2. Decide on a filing system. Whether you use paper clips, accordion folders, color-coded Post-it notes, or some other system, decide on how you’re going to physically group and hold together important paperwork and documents. If you do everything paperless online, that’s great, but be sure to keep electronic records organized in folders. Having a physical paper trail can come in handy in case of an audit.
3. Gather all income statements and documents. Group together any and all sources of income, which may include W-2, 1098 or 1099 forms as well as paid invoices or any other evidence of income you have received in the past year.
4. Gather all deductions. Group together documents regarding mortgage interest payments, property taxes, charitable gifts, medical bills, and any other items that may count as deductions.
5. Gather all receipts. If you have deductions that only have accompanying receipts as opposed to a document with the information, keep them separately in a file or folder.

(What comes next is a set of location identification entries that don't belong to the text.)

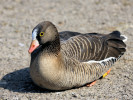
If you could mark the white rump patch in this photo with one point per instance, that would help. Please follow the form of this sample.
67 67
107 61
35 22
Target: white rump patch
34 34
105 60
125 38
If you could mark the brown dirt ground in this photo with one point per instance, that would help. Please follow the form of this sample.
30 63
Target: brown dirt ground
18 18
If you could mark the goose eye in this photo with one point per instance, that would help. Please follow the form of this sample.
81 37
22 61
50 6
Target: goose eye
42 33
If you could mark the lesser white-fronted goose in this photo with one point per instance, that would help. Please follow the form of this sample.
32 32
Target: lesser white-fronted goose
67 59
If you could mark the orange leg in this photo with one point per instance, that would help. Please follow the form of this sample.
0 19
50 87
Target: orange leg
91 84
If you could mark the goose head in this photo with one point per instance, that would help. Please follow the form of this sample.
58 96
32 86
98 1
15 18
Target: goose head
45 32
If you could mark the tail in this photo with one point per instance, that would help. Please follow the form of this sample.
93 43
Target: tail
116 44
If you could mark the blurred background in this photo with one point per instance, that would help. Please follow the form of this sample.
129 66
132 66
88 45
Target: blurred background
19 17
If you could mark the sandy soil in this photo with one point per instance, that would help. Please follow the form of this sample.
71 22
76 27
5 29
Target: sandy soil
18 18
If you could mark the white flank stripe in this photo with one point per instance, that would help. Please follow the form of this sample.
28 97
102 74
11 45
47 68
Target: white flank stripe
34 34
125 38
105 60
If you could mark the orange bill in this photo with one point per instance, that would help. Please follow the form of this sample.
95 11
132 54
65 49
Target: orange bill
33 46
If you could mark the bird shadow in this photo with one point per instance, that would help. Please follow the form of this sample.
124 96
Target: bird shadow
20 81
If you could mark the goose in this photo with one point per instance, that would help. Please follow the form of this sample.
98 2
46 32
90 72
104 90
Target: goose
65 60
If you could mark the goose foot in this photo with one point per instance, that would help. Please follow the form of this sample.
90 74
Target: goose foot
106 73
91 84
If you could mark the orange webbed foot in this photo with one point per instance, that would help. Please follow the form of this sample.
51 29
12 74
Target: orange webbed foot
106 73
91 84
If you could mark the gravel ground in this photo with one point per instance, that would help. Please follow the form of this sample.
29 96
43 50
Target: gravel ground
18 18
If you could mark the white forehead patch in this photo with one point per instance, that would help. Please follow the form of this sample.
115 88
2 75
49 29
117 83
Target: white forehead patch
34 34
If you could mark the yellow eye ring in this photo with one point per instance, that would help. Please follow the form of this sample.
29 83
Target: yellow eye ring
42 33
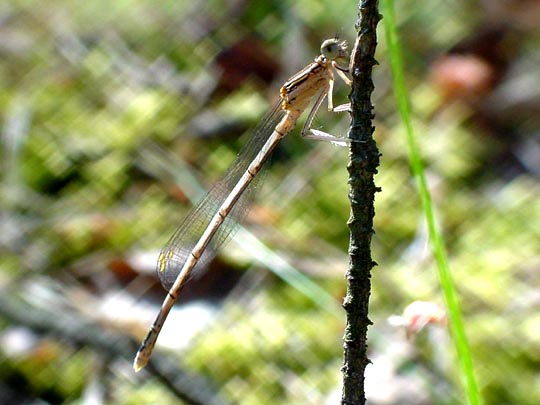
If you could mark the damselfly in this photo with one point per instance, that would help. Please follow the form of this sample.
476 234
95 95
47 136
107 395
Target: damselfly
205 224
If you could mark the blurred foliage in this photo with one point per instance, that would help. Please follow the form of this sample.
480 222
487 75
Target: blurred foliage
114 117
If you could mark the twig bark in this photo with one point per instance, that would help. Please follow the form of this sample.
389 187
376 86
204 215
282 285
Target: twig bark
364 160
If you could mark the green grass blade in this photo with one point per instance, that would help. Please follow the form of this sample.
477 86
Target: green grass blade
454 311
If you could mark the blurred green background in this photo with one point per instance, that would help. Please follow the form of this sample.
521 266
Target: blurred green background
115 116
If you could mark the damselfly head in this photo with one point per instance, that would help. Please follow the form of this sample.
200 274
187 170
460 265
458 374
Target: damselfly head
334 48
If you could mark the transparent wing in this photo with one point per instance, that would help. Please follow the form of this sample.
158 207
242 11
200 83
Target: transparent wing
181 243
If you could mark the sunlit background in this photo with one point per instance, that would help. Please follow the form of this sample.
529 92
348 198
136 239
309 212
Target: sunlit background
117 115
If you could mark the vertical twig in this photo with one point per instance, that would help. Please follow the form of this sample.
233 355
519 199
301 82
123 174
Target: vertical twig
364 160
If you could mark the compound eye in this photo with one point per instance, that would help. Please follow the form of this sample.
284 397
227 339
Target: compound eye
330 49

6. Use your filing system. This may sound obvious, but in order for a filing system to be most effective, you actually have to use it all year and not just when tax season comes around.
7. Decide how you’re going to file. Be sure to consider different tax statuses if you are eligible for more than one. For example, if you’re married and can file either jointly with your spouse or separately, be sure to consider both options. This might be something for you to investigate throughout the year, especially if your circumstances change.

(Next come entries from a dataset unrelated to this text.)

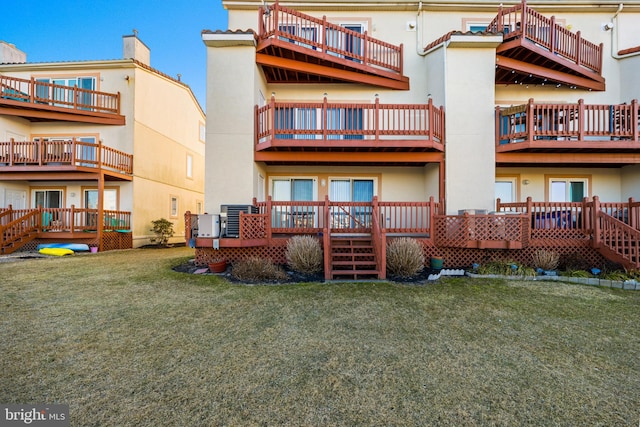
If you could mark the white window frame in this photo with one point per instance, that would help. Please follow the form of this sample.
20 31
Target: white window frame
567 181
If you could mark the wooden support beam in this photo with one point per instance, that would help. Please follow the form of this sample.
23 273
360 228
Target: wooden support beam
330 157
612 159
335 73
549 74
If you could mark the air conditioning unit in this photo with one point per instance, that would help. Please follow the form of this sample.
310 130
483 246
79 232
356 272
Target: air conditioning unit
233 217
209 225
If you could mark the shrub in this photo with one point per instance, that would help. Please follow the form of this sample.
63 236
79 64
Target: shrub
163 230
256 269
546 260
506 268
304 254
404 257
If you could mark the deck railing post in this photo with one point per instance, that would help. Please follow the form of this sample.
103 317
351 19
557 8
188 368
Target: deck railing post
530 119
581 119
595 218
552 35
324 119
431 121
635 120
578 40
272 107
498 126
377 119
269 215
432 213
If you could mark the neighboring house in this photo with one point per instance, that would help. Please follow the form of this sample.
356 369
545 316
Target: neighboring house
486 130
93 151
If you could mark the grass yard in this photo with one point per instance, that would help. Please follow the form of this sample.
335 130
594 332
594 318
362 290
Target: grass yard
124 340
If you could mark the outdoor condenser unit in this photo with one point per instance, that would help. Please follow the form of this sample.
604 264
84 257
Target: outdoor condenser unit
209 225
233 217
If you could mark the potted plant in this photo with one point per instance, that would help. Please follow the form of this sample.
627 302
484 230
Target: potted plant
217 265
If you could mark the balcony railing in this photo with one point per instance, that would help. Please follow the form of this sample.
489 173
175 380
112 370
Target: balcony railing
317 124
60 153
561 122
522 21
39 94
322 38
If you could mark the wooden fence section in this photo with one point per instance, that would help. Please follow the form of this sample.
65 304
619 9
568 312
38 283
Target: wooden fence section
576 122
324 38
43 93
71 152
326 122
522 21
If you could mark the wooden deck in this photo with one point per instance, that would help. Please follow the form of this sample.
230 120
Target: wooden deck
41 101
301 131
536 50
590 230
20 227
297 48
23 160
588 133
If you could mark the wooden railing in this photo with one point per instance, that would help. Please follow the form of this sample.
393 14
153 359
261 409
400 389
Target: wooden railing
320 37
379 241
72 97
324 121
72 152
522 21
581 122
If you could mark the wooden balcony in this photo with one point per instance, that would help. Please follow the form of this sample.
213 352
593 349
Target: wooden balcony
41 101
538 51
591 229
323 132
298 48
573 133
18 227
72 159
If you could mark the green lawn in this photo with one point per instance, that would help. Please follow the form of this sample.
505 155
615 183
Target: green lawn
125 341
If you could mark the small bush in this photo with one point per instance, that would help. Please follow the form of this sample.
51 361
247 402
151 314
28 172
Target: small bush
304 254
506 268
163 230
256 269
546 260
404 257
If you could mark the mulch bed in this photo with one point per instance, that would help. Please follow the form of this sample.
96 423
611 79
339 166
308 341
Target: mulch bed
190 267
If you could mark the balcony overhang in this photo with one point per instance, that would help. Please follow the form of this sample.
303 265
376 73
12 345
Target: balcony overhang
542 159
49 113
300 68
348 158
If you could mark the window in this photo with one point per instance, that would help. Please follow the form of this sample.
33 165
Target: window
505 189
343 41
47 198
202 135
84 99
174 207
189 166
351 190
293 190
568 189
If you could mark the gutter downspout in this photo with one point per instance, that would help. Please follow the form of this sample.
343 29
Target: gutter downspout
418 34
614 37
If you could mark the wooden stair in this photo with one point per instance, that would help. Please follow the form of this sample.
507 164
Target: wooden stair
14 245
353 257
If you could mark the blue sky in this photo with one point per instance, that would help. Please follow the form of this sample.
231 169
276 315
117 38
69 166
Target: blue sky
70 30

8. Decide the method by which you will file. Will you e-file, use a tax filing software program, hand everything over to an accountant, or just fill out the paperwork by hand yourself? Whichever you decide, make sure you have everything in place for using this method well before the April 15th deadline.
9. Keep up-to-date on tax laws. While it might be a good idea to get expert advice regarding tax law, you should also keep an eye on the news for anything that might affect you or your business. A well-informed client can often help attorneys give the best legal advice, so make sure you know about any changes in tax provisions that could apply to you.